This question already has an answer here:

- How dangerous is it to compare floating point values? 9 answers
- What is the most effective way for float and double comparison? 24 answers

I have two integer vectors of nearly 1000 size, and what I am going to do is to check whether the sum of the square integer for these two vectors is the same or not. So I write the following codes:

```
std::vector<int> array1;
std::vector<int> array2;
... // initialize array1 and array2, and in the experiment all elements
// in the two vectors are the same but the sequence of elements may be different.
// For example: array1={1001, 2002, 3003, ....}
// array2={2002, 3003, 1001, ....}
assert(array1.size() == array2.size());
float sum_array1 = 0;
float sum_array2 = 0;
for(int i=0; i<array1.size(); i++)
sum_array1 +=array1[i]*array1[i];
for(int i=0; i<array2.size(); i++)
sum_array2 +=array2[i]*array2[i];
```

I expect that `sum_array1`

should be equal to `sum_array2`

, but in fact in my application I found they were different `sum_array1 = 1.2868639e+009`

while `sum_array2 = 1.2868655e+009`

. What I have done next is to change the type of `sum_array1`

and `sum_array2`

to double type as the following codes show:

```
double sum_array1 = 0;
double sum_array2 = 0;
for(int i=0; i<array1.size(); i++)
sum_array1 +=array1[i]*array1[i];
for(int i=0; i<array2.size(); i++)
sum_array2 +=array2[i]*array2[i];
```

This time `sum_array1`

is equal to `sum_array2`

`sum_array1=sum_array2=1286862225.0000000`

. My question is why it could happen. Thanks.

Floating point values have a finite size, and can therefore only represent real values with a finite precision. This leads to rounding errors when you need more precision than they can store.

In particular, when adding a small number (such as those you're summing) to a much larger number (such as your accumulator), the loss of precision can be quite large compared with the small number, giving a significant error; and the errors will be different depending on the order.

Typically, `float`

has 24 bits of precision, corresponding to about 7 decimal places. Your accumulator requires 10 decimal places (around 30 bits), so you will experience this loss of precision. Typically, `double`

has 53 bits (about 16 decimal places), so your result can be represented exactly.

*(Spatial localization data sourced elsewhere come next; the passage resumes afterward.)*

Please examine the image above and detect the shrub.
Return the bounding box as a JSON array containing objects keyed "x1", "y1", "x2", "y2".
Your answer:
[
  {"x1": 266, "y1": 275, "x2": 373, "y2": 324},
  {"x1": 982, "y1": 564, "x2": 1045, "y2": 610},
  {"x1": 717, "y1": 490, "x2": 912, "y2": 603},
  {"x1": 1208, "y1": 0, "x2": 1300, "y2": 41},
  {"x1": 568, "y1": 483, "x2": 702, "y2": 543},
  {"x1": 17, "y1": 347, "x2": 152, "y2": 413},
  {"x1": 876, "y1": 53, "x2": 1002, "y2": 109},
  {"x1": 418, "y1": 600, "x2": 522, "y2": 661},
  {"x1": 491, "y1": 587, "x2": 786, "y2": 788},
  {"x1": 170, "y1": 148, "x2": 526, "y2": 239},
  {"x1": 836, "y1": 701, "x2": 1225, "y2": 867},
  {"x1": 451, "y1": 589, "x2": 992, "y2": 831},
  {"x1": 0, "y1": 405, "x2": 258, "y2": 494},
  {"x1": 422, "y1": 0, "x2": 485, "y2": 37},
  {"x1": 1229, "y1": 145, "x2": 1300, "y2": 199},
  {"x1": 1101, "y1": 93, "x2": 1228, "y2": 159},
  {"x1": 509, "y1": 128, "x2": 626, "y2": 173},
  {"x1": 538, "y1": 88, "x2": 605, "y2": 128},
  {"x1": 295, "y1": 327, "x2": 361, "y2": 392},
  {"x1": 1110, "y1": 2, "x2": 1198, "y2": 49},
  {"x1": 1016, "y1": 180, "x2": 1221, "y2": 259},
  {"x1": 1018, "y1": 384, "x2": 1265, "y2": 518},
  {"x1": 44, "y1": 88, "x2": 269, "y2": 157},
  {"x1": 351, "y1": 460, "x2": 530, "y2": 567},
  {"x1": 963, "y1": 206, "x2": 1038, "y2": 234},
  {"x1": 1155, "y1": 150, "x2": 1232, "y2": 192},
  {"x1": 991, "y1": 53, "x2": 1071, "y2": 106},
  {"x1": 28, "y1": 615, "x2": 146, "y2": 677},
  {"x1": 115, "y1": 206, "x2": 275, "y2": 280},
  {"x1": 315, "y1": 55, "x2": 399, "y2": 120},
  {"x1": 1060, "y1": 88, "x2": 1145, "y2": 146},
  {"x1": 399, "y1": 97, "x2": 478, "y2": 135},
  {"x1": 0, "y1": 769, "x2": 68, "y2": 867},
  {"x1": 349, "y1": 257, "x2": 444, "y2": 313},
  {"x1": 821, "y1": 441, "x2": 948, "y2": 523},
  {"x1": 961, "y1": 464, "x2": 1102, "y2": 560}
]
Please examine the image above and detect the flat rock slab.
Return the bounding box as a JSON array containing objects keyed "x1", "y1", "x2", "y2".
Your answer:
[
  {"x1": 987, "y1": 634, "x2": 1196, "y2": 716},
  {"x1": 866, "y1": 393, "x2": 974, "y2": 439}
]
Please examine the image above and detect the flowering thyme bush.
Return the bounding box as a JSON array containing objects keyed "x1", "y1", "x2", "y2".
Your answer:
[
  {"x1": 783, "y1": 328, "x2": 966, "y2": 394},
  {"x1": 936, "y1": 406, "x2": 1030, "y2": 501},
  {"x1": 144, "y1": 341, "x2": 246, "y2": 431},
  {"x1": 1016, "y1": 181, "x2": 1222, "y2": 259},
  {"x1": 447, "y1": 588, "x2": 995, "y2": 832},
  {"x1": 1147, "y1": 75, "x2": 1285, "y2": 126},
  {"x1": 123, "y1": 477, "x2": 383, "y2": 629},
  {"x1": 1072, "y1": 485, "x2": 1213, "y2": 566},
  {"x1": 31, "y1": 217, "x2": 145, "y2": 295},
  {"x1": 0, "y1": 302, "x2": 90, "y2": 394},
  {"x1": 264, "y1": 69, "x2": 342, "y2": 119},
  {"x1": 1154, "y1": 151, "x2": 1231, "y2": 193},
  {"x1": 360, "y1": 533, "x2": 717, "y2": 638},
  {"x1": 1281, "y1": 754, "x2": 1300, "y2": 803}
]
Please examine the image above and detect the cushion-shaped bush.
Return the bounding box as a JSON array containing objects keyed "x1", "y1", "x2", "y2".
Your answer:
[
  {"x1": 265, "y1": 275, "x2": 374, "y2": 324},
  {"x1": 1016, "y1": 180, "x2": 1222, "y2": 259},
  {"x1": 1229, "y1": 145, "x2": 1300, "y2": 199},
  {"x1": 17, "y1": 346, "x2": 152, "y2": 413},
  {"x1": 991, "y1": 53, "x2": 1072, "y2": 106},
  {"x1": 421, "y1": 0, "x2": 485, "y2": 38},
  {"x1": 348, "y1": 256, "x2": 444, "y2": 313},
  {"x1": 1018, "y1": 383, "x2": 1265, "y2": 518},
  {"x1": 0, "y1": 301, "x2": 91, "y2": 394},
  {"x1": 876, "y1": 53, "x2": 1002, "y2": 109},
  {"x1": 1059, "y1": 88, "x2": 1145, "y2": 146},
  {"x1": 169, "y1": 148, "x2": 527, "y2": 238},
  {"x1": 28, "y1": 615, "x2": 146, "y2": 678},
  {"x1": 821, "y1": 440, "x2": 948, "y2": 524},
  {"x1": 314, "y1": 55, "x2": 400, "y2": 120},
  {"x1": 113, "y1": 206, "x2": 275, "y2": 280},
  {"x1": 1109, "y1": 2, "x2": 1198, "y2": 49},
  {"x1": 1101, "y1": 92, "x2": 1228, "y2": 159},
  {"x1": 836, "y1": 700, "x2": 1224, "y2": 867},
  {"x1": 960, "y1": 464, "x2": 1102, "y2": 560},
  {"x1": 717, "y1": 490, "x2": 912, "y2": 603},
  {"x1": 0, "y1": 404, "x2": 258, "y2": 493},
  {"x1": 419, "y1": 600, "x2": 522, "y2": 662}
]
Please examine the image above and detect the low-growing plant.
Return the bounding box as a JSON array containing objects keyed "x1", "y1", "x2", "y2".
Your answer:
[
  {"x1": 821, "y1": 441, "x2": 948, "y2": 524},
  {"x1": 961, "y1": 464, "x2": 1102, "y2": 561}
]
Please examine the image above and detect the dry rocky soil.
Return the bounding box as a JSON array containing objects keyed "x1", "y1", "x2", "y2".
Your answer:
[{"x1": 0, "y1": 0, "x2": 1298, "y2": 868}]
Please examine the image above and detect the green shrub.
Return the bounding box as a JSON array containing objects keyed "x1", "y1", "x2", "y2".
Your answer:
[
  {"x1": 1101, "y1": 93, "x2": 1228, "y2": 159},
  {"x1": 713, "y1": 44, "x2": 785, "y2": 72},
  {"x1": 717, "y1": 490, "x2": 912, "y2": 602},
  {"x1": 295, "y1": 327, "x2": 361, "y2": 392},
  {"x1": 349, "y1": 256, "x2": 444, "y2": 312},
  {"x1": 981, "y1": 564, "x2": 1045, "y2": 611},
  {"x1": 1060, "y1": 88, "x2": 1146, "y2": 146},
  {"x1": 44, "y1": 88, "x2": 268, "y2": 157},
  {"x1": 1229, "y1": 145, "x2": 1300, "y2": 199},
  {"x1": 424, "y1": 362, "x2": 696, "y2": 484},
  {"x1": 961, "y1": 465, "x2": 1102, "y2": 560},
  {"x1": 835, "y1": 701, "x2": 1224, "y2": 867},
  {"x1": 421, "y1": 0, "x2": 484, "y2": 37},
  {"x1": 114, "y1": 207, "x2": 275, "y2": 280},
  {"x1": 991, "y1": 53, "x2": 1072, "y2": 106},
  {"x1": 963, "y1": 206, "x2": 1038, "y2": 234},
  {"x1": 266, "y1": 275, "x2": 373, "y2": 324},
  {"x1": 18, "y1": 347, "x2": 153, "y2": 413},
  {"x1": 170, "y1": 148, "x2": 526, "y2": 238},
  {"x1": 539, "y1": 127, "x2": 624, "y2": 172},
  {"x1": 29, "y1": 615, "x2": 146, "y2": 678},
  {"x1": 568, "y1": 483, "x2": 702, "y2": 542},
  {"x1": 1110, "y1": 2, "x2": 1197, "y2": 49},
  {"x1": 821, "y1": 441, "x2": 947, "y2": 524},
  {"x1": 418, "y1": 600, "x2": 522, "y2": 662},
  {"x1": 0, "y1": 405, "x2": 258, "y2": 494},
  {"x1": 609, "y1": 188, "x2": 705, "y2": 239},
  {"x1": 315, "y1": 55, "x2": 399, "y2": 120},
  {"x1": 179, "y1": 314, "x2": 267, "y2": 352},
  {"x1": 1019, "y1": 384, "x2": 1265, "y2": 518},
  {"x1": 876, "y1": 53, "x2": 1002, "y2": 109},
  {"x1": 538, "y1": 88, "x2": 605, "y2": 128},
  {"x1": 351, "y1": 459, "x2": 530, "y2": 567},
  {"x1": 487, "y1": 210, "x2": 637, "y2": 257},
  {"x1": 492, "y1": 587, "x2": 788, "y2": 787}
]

A 64-bit integer may be the best option here, since all the inputs are integers. Using an integer avoids loss of precision, but introduces a danger of overflow if the inputs are too many or too large.

To minimise the error if you can't use a wide enough accumulator, you could sort the input so that the smallest values are accumulated first; or you could use more complicated methods such as Kahan summation.